Good news for CEOs. The ratio of the average CEO compensation to the average worker is up to 431 to 1 (via the Blotter ). That's up from 301 to 1 last year, but down from 525 to 1 in 2001. In 1990, the ratio was 107 to 1.
Bad news for everyone else. The Median Household Income (PDF) hasn't budged in the last 4 years. People are doing better in San Diego, but worse in Chicago, Dallas, Houston, Los Angeles, New York, Philadelphia, Phoenix, and San Antonio. Nationally, "Median household income in the United States in 2004 was $44,684. This was not different from median household income in 2003 ($44,686, in 2004 dollars)." Put another way:
The lack of wage pressure in tandem with faster inflation from other sources has led to a uniquely unbalanced outcome: the real hourly wages of these workers remain at almost the exact same level as when the current recovery began in November 2001. In July 2005 dollars, the wage was $16.15 in November 2001 but only $16.13 last month.
In fact, workers have been losing ground in wages since May, 2004.

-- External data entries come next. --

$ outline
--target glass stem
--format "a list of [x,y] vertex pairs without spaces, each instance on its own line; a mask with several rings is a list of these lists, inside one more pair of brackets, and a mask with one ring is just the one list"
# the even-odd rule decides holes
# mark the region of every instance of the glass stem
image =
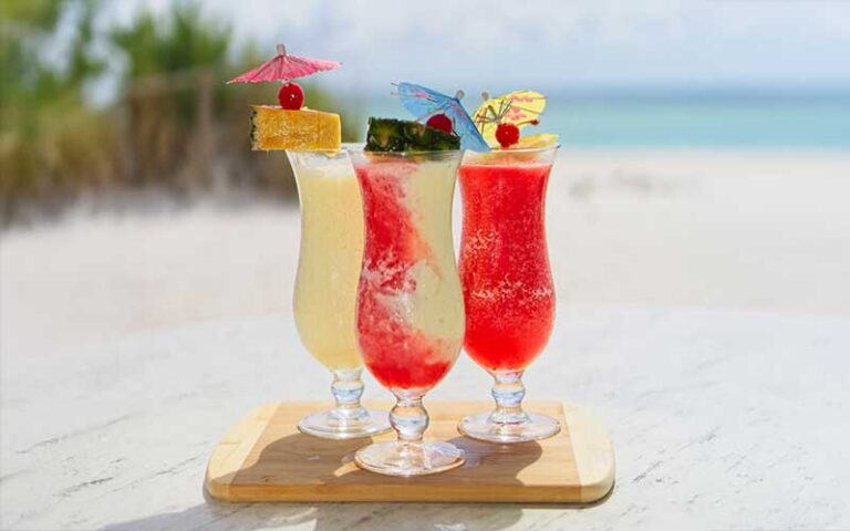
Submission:
[[528,421],[522,410],[526,386],[522,385],[522,371],[496,371],[493,374],[493,399],[496,409],[490,420],[496,424],[521,424]]
[[360,405],[363,396],[363,379],[360,374],[362,368],[342,368],[333,371],[331,393],[335,402],[331,414],[341,420],[357,420],[369,415]]
[[428,412],[422,407],[422,394],[395,393],[396,404],[390,410],[390,424],[398,442],[418,445],[428,427]]

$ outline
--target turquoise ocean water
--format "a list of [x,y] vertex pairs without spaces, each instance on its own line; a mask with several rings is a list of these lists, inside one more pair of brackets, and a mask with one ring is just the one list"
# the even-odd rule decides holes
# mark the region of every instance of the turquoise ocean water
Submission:
[[[391,96],[364,112],[408,117]],[[850,149],[850,95],[550,97],[537,129],[581,148]]]

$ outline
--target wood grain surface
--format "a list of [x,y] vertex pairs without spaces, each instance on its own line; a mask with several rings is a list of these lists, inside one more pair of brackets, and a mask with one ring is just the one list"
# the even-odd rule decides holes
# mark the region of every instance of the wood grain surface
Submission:
[[[386,409],[388,403],[373,403]],[[481,501],[588,503],[603,498],[614,478],[614,455],[604,427],[576,406],[529,402],[528,410],[553,416],[562,431],[547,440],[499,445],[463,437],[457,421],[487,410],[487,402],[427,402],[426,439],[466,451],[455,470],[394,478],[360,470],[354,452],[372,439],[328,440],[296,425],[323,403],[263,405],[236,424],[209,460],[207,491],[225,501]]]

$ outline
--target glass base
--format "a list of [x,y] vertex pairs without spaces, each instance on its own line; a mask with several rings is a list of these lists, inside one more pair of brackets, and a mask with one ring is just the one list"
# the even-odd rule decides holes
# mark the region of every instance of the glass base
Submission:
[[491,420],[490,413],[479,413],[465,417],[457,425],[457,430],[473,439],[490,442],[528,442],[548,439],[561,431],[561,423],[536,413],[527,413],[528,420],[522,423],[499,424]]
[[362,408],[356,416],[345,417],[334,409],[311,413],[298,423],[302,434],[323,439],[356,439],[390,431],[386,412]]
[[360,468],[386,476],[424,476],[457,468],[464,450],[448,442],[376,442],[357,450]]

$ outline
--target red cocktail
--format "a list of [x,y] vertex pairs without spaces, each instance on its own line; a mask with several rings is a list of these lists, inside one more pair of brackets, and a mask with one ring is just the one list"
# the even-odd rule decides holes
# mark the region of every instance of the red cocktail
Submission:
[[422,397],[448,373],[464,337],[464,301],[452,244],[452,196],[462,153],[352,153],[365,244],[357,341],[366,368],[397,398],[397,442],[357,451],[356,462],[395,476],[463,464],[447,442],[423,442]]
[[557,420],[522,412],[520,379],[554,321],[545,202],[556,153],[557,146],[467,153],[460,166],[464,348],[496,382],[496,409],[460,423],[470,437],[518,442],[560,430]]

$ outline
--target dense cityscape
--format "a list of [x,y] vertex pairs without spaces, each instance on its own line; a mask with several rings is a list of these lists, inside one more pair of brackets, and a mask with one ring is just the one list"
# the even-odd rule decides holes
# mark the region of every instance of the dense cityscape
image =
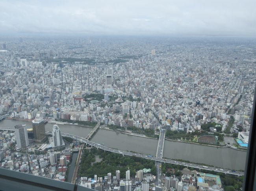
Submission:
[[[0,166],[98,191],[238,190],[243,167],[167,157],[165,143],[246,153],[256,43],[0,38]],[[103,130],[156,140],[157,151],[94,143]]]

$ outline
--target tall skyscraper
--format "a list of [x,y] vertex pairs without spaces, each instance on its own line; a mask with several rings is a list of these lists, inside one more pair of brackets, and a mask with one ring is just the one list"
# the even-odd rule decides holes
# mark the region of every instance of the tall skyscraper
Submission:
[[142,170],[140,170],[137,171],[136,173],[136,175],[139,182],[143,180],[143,171]]
[[103,191],[103,185],[102,184],[98,183],[95,184],[95,189],[98,191]]
[[28,146],[28,137],[25,124],[15,126],[15,136],[18,149],[26,148]]
[[53,165],[57,163],[57,156],[54,153],[50,153],[49,158],[50,158],[50,162],[51,165]]
[[22,66],[28,66],[28,62],[26,58],[21,58],[20,59],[20,65]]
[[94,180],[97,181],[97,175],[94,175]]
[[165,186],[167,190],[170,189],[170,186],[171,186],[171,179],[169,177],[165,176]]
[[67,159],[65,156],[62,155],[60,157],[59,164],[63,166],[67,166]]
[[109,182],[110,184],[111,184],[111,173],[108,173],[108,182]]
[[112,75],[106,75],[106,85],[112,85]]
[[62,145],[62,137],[58,125],[54,125],[52,127],[52,138],[54,147],[59,147]]
[[178,183],[178,187],[177,187],[177,191],[182,191],[182,188],[183,187],[183,183],[182,181],[179,182]]
[[114,71],[112,68],[109,68],[107,69],[107,75],[111,75],[111,82],[113,82],[113,74],[114,74]]
[[176,178],[171,178],[170,187],[173,187],[175,189],[177,189],[178,187],[178,184],[179,182],[179,179]]
[[148,191],[149,190],[149,184],[147,182],[143,182],[141,184],[141,190],[142,191]]
[[121,180],[120,183],[120,191],[125,191],[125,182]]
[[34,138],[36,142],[42,142],[45,138],[45,128],[43,119],[36,119],[32,121]]
[[128,170],[126,171],[125,176],[125,180],[126,181],[130,180],[130,171]]
[[120,171],[115,171],[115,176],[117,177],[117,180],[120,180]]
[[132,181],[125,181],[125,191],[132,191]]

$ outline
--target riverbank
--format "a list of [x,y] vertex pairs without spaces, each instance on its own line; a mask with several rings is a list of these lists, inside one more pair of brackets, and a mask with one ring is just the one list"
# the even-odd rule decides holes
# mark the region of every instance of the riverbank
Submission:
[[68,123],[67,122],[61,122],[59,121],[50,120],[48,122],[48,123],[50,124],[57,124],[57,125],[70,125],[72,126],[80,126],[81,127],[86,127],[91,128],[92,129],[94,128],[94,127],[92,127],[91,126],[83,126],[83,125],[81,125],[79,124],[72,124],[72,123]]
[[108,127],[99,127],[100,129],[105,129],[105,130],[108,130],[109,131],[115,131],[116,132],[118,132],[120,133],[121,133],[123,134],[126,134],[126,135],[132,135],[134,136],[139,136],[141,137],[143,137],[144,138],[152,138],[153,139],[157,139],[158,138],[156,137],[150,137],[150,136],[147,136],[145,135],[142,135],[142,134],[136,134],[136,133],[129,133],[127,132],[126,131],[120,131],[120,130],[118,130],[117,129],[109,129]]
[[17,118],[13,118],[12,117],[6,117],[6,119],[9,119],[11,120],[15,120],[16,121],[31,121],[32,122],[32,119],[18,119]]
[[195,145],[202,145],[202,146],[209,146],[209,147],[215,147],[217,148],[231,148],[231,149],[233,149],[235,150],[237,150],[237,151],[244,151],[245,152],[247,152],[247,150],[245,150],[245,149],[237,149],[236,147],[235,147],[233,146],[232,146],[231,145],[226,145],[225,146],[218,146],[217,145],[210,145],[208,144],[203,144],[202,143],[196,143],[195,142],[191,142],[190,141],[183,141],[182,140],[175,140],[174,139],[171,139],[169,138],[165,138],[165,140],[170,141],[174,141],[176,142],[181,142],[181,143],[187,143],[189,144],[194,144]]

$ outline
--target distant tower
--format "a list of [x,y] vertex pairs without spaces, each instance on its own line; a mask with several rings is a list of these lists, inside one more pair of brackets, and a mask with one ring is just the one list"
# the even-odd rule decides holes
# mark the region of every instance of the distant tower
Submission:
[[52,138],[54,147],[59,147],[62,145],[62,137],[58,125],[54,125],[52,127]]
[[125,182],[122,180],[120,181],[120,191],[125,191]]
[[87,67],[87,75],[88,78],[88,90],[90,91],[90,76],[89,76],[89,67]]
[[106,85],[112,85],[112,75],[106,75]]
[[36,119],[32,121],[34,138],[36,142],[42,142],[45,138],[45,128],[43,119]]
[[57,163],[57,155],[55,153],[51,153],[49,156],[50,162],[51,165],[53,165]]
[[128,170],[126,171],[125,180],[127,181],[130,180],[130,171]]
[[142,191],[148,191],[149,190],[149,184],[146,182],[142,183],[141,190]]
[[28,131],[25,124],[15,126],[15,136],[18,149],[26,148],[28,146]]
[[120,180],[120,171],[115,171],[115,176],[117,180]]
[[22,66],[28,66],[28,62],[27,59],[26,58],[22,58],[20,59],[20,65]]
[[191,53],[189,53],[188,55],[187,55],[187,59],[189,61],[191,61],[192,60],[193,55]]
[[137,171],[136,174],[137,178],[138,178],[139,182],[143,180],[143,171],[142,170],[140,170]]
[[111,183],[111,173],[108,173],[108,182],[109,182],[110,184]]
[[111,75],[111,82],[113,82],[113,75],[114,74],[114,71],[113,70],[113,69],[112,68],[108,68],[107,69],[107,73],[106,74],[107,75]]
[[63,166],[67,166],[67,158],[65,156],[62,155],[60,157],[59,164]]

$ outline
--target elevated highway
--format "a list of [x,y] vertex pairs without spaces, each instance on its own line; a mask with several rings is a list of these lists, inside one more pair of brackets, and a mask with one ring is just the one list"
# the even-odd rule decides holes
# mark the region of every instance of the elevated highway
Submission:
[[131,152],[120,151],[117,149],[109,148],[104,146],[101,145],[100,144],[95,143],[93,142],[89,141],[85,138],[80,137],[78,136],[76,136],[75,135],[65,133],[61,133],[61,134],[63,136],[69,136],[69,137],[76,139],[78,140],[79,140],[82,142],[85,143],[86,145],[90,145],[93,147],[104,150],[104,151],[121,154],[123,155],[137,156],[137,157],[143,158],[146,158],[147,159],[154,160],[155,161],[165,162],[166,163],[171,163],[174,164],[182,165],[187,167],[191,167],[199,169],[202,169],[204,170],[207,170],[208,171],[213,171],[215,172],[221,172],[224,173],[225,174],[228,174],[239,176],[243,176],[244,174],[243,172],[240,172],[239,171],[234,171],[228,169],[221,169],[216,167],[212,167],[211,166],[201,165],[188,162],[182,162],[178,160],[161,158],[155,156],[151,156],[148,155],[143,155],[141,154],[135,153],[132,153]]
[[[165,131],[161,130],[160,132],[160,136],[158,140],[158,144],[156,151],[156,157],[162,158],[163,153],[163,146],[165,137]],[[161,162],[159,161],[156,162],[156,184],[157,185],[161,185],[161,178],[162,176],[162,171],[161,170]]]
[[[10,128],[2,128],[0,127],[1,130],[5,130],[9,131],[14,131],[14,129]],[[50,133],[49,131],[46,132]],[[171,163],[172,164],[182,165],[187,167],[191,167],[199,169],[207,170],[208,171],[213,171],[215,172],[218,172],[223,173],[225,174],[228,174],[230,175],[234,175],[236,176],[243,176],[244,173],[243,172],[240,172],[239,171],[234,171],[232,170],[229,170],[228,169],[221,169],[220,168],[217,168],[216,167],[212,167],[211,166],[203,166],[199,164],[194,164],[193,163],[190,163],[188,162],[185,162],[179,161],[178,160],[173,160],[171,159],[167,159],[164,158],[161,158],[155,156],[150,156],[145,155],[143,155],[141,154],[135,153],[131,152],[124,151],[120,151],[119,150],[112,149],[105,146],[103,145],[97,144],[93,142],[87,140],[86,138],[80,137],[73,135],[69,134],[68,133],[61,133],[61,135],[63,136],[68,136],[71,138],[76,139],[82,142],[85,143],[86,145],[89,145],[93,147],[98,148],[100,149],[104,150],[104,151],[112,152],[112,153],[117,153],[121,154],[123,155],[134,156],[137,157],[143,158],[147,159],[154,160],[155,161],[158,161],[161,162],[165,162],[166,163]]]
[[84,143],[83,143],[80,146],[80,149],[79,149],[79,153],[78,153],[78,156],[76,159],[76,166],[75,167],[75,170],[74,171],[74,174],[73,174],[73,176],[72,177],[72,180],[71,181],[72,184],[75,184],[76,183],[76,179],[77,176],[77,173],[78,171],[79,168],[79,164],[81,162],[81,159],[82,156],[82,154],[83,153],[83,146]]
[[90,132],[90,133],[89,133],[88,135],[88,136],[87,136],[87,137],[86,137],[86,139],[87,140],[89,140],[91,138],[91,136],[93,136],[93,135],[94,134],[94,133],[96,132],[96,131],[97,131],[97,129],[98,129],[98,128],[100,127],[100,122],[98,122],[98,123],[97,124],[97,125],[96,125],[96,126],[95,126],[95,127],[93,128],[93,129]]

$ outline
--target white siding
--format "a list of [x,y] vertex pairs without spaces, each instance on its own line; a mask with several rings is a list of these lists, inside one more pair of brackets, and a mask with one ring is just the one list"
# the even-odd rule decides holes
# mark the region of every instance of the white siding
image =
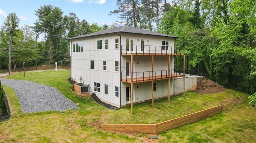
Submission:
[[[120,63],[119,49],[115,48],[116,34],[97,36],[72,41],[72,44],[83,42],[83,52],[73,52],[72,54],[72,76],[78,82],[90,84],[90,91],[94,93],[103,101],[112,103],[120,107],[120,96],[115,96],[115,86],[119,87],[120,70],[115,71],[115,62]],[[108,48],[105,49],[104,40],[108,39]],[[102,48],[97,49],[97,41],[102,40]],[[71,49],[72,49],[73,45]],[[94,69],[91,69],[91,61],[94,61]],[[103,71],[103,61],[106,61],[106,70]],[[80,76],[82,80],[80,81]],[[100,92],[94,91],[94,82],[100,83]],[[108,85],[108,94],[104,93],[104,85]]]

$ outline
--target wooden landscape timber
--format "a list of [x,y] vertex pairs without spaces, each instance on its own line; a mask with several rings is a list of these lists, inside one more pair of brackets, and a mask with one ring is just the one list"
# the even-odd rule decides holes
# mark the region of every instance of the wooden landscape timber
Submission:
[[157,124],[102,124],[102,129],[125,133],[158,134],[212,116],[220,112],[221,105]]

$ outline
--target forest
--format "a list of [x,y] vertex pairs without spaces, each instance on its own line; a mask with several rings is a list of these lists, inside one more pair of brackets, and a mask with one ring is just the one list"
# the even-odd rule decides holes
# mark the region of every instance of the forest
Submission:
[[[20,25],[16,14],[8,14],[0,29],[0,69],[7,68],[9,35],[12,67],[14,61],[22,67],[23,62],[35,66],[36,61],[50,66],[60,60],[70,63],[68,37],[121,24],[180,37],[175,48],[185,54],[186,73],[256,92],[256,1],[117,0],[116,5],[109,15],[118,14],[119,19],[103,26],[74,13],[64,15],[60,8],[50,5],[36,10],[33,27]],[[42,35],[44,40],[38,41]],[[179,58],[176,68],[181,71]]]

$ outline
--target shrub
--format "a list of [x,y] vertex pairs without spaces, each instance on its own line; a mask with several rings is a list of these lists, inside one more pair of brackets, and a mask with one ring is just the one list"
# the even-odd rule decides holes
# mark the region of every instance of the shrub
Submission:
[[0,89],[0,107],[1,107],[2,102],[4,98],[4,88],[2,87]]
[[256,92],[248,97],[249,98],[249,103],[252,106],[255,106],[256,105]]
[[2,116],[5,116],[8,114],[8,111],[7,111],[7,107],[5,104],[5,100],[4,98],[2,104],[2,112],[1,115]]

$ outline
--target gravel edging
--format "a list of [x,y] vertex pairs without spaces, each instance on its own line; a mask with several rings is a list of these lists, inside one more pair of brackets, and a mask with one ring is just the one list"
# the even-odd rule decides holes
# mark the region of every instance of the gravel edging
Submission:
[[74,102],[55,88],[27,80],[0,79],[2,84],[15,91],[22,113],[63,111],[78,108]]

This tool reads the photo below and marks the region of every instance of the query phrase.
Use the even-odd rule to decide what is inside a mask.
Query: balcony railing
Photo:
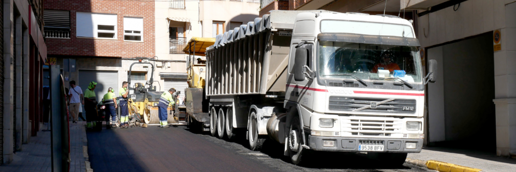
[[[172,37],[169,39],[170,54],[184,54],[183,49],[186,45],[186,38]]]
[[[185,9],[185,0],[170,0],[168,8]]]
[[[45,28],[45,38],[70,39],[70,29],[52,29]]]
[[[258,1],[257,0],[248,0],[248,2],[249,2],[249,1]],[[260,0],[260,7],[262,8],[265,8],[272,2],[274,2],[274,0]]]

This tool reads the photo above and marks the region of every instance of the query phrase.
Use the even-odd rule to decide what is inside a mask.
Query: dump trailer
[[[421,150],[425,85],[436,80],[418,46],[395,16],[271,11],[207,49],[210,132],[243,129],[251,150],[273,139],[295,164],[318,151],[400,165]]]

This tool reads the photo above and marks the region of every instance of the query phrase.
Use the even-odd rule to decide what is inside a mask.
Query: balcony
[[[70,28],[56,28],[45,27],[46,38],[70,39]]]
[[[185,9],[185,0],[170,0],[168,8],[184,9]]]
[[[171,37],[169,39],[170,54],[184,54],[183,49],[186,45],[186,38]]]
[[[254,0],[248,0],[248,1],[254,1]],[[275,0],[260,0],[260,7],[262,9],[265,8],[267,5],[269,5],[270,3],[274,2]]]

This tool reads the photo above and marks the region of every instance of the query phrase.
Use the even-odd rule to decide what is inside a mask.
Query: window
[[[124,17],[124,40],[142,41],[143,40],[143,18]]]
[[[117,14],[77,12],[77,37],[117,38]]]
[[[217,35],[224,33],[224,22],[213,21],[213,23],[212,33],[214,38],[216,37]]]
[[[131,72],[131,81],[147,81],[147,79],[146,77],[147,75],[146,72],[137,72],[132,71]]]
[[[50,38],[70,38],[70,11],[45,10],[45,37]]]
[[[233,30],[235,29],[235,27],[239,27],[240,25],[242,25],[242,22],[231,22],[229,23],[229,28],[228,28],[229,30]]]

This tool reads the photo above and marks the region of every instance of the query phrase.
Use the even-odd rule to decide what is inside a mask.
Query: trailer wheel
[[[249,117],[249,124],[247,127],[247,138],[249,140],[249,149],[255,150],[262,147],[265,138],[259,138],[258,120],[256,113],[252,112]]]
[[[288,130],[288,140],[287,149],[291,161],[294,165],[298,165],[301,162],[301,157],[303,153],[303,147],[301,140],[302,139],[302,128],[300,126],[299,117],[295,116],[292,118],[290,129]]]
[[[217,134],[219,135],[219,138],[222,139],[224,137],[224,129],[225,126],[224,122],[225,120],[225,117],[224,115],[223,107],[219,109],[219,115],[217,116]]]
[[[233,133],[233,107],[228,107],[226,112],[226,135],[228,136],[228,138],[231,139],[235,136],[235,134]]]
[[[209,132],[214,137],[217,133],[217,111],[215,111],[215,107],[212,107],[209,113]]]

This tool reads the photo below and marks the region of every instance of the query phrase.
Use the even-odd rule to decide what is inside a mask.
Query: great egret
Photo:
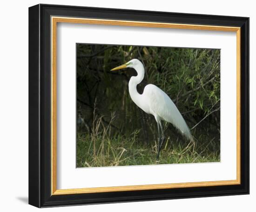
[[[138,93],[136,86],[143,79],[145,73],[144,66],[140,60],[133,59],[113,68],[111,71],[128,67],[134,68],[137,73],[137,76],[132,76],[129,81],[129,93],[132,100],[144,112],[153,115],[157,123],[158,147],[157,160],[159,159],[161,147],[165,139],[162,120],[171,123],[183,135],[192,141],[192,136],[186,122],[176,106],[166,93],[153,84],[147,85],[142,94]]]

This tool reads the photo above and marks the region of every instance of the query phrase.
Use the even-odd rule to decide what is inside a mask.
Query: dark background
[[[140,148],[154,152],[157,138],[155,118],[136,106],[128,93],[129,80],[136,75],[136,72],[132,68],[110,71],[134,58],[141,60],[145,68],[144,79],[137,86],[138,92],[142,93],[144,87],[150,83],[159,87],[171,98],[191,129],[196,146],[190,156],[196,153],[203,159],[213,154],[209,161],[219,161],[220,50],[77,44],[77,166],[151,163],[145,159],[135,163],[140,160],[136,156],[133,162],[128,164],[94,163],[96,158],[111,159],[111,157],[106,157],[105,148],[98,150],[102,147],[101,140],[107,137],[109,143],[111,140],[112,144],[119,144],[115,150],[120,150],[121,153],[123,152],[121,158],[129,154],[124,147],[125,141],[122,142],[132,137],[135,139],[128,142],[137,145],[129,146],[134,152]],[[168,142],[163,151],[170,152],[175,149],[182,156],[188,141],[171,124],[165,125],[165,134]],[[88,149],[92,151],[87,151]],[[155,152],[151,153],[146,154],[144,158],[153,158]],[[94,159],[89,159],[93,156]],[[196,162],[196,157],[177,162]],[[125,158],[124,159],[125,161]]]

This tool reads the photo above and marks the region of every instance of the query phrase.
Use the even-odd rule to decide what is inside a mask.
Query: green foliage
[[[138,92],[142,93],[149,83],[163,90],[191,129],[196,141],[196,152],[201,154],[199,158],[202,157],[201,152],[206,147],[205,152],[209,155],[219,158],[220,50],[78,44],[77,53],[78,163],[79,155],[83,155],[83,161],[88,161],[85,157],[91,155],[90,152],[85,151],[88,154],[81,152],[89,148],[88,145],[92,140],[95,116],[100,118],[105,127],[109,126],[111,128],[108,132],[111,140],[106,144],[111,144],[117,151],[125,149],[122,157],[129,157],[128,152],[132,155],[132,152],[137,152],[136,149],[147,149],[145,154],[148,155],[143,157],[151,158],[151,152],[152,159],[155,159],[152,146],[156,140],[156,124],[153,116],[146,114],[132,102],[128,91],[128,80],[136,72],[131,68],[110,71],[134,58],[140,60],[145,67],[144,79],[137,86]],[[133,143],[131,135],[139,131]],[[168,153],[173,152],[175,146],[188,144],[171,125],[167,126],[165,134],[171,140],[173,149],[166,150],[165,156],[162,153],[163,163],[167,163]],[[99,136],[96,140],[102,140]],[[123,141],[120,142],[121,140]],[[118,155],[118,152],[115,154]],[[135,159],[130,165],[138,164],[135,161],[140,160],[138,156],[131,157]],[[115,166],[115,160],[109,158],[105,161],[108,160],[112,162],[104,166]],[[148,164],[150,161],[145,162]],[[85,166],[79,163],[79,166]],[[98,165],[90,163],[90,166]],[[119,164],[125,163],[128,162]]]

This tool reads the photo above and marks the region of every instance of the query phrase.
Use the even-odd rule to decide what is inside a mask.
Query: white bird
[[[147,85],[142,94],[138,93],[137,85],[143,80],[145,73],[144,66],[140,60],[133,59],[111,69],[111,71],[127,67],[134,68],[137,73],[137,76],[132,76],[129,81],[129,93],[132,100],[145,112],[153,115],[157,123],[158,146],[157,159],[159,159],[161,147],[165,139],[161,121],[165,120],[171,123],[184,136],[192,141],[193,137],[188,125],[175,104],[166,93],[153,84]]]

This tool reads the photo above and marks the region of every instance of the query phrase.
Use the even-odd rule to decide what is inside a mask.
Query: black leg
[[[159,159],[159,156],[160,154],[160,126],[158,122],[157,122],[157,130],[158,131],[158,135],[157,138],[158,142],[158,151],[157,151],[157,156],[156,156],[156,160],[158,160]]]
[[[164,140],[165,140],[165,137],[164,136],[164,135],[163,134],[163,130],[162,126],[162,123],[161,121],[159,122],[159,125],[160,125],[160,128],[161,128],[161,132],[162,132],[162,136],[161,136],[161,142],[160,143],[160,148],[159,150],[159,152],[160,152],[161,150],[161,148],[162,148],[162,146],[163,143],[163,141]],[[160,137],[160,134],[159,134],[159,137]]]

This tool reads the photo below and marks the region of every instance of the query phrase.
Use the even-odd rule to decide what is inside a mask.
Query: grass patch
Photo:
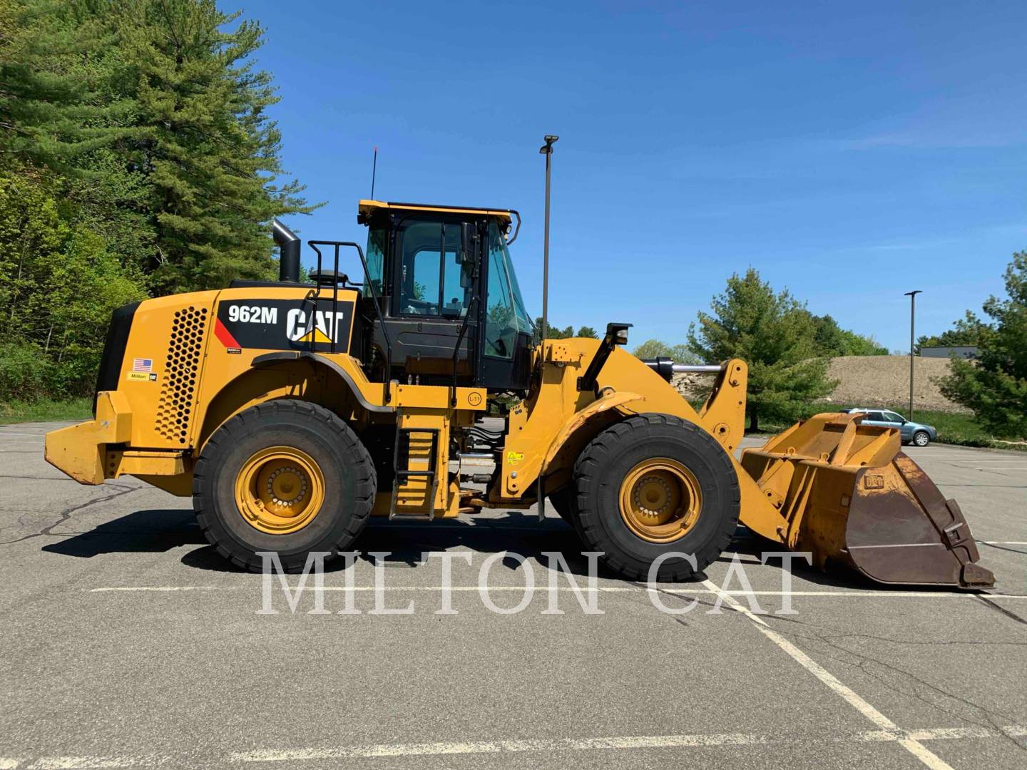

None of this, of course, includes the common experience of decreasing benefits. Real wages are stagnant (at best), but the calculation of real wages does not include the fact that real benefits have steadily decreased. Insurance coverages are restricted, copayments are up, and workers are paying a great share of prescription drug costs.
We truly have a CEO president -- he's doing just fine, thank you very much, while the rest of us are struggling harder to make ends meet.
Must be a Bush thing. Median household incomes declinedby 8% from 1989 to 1993.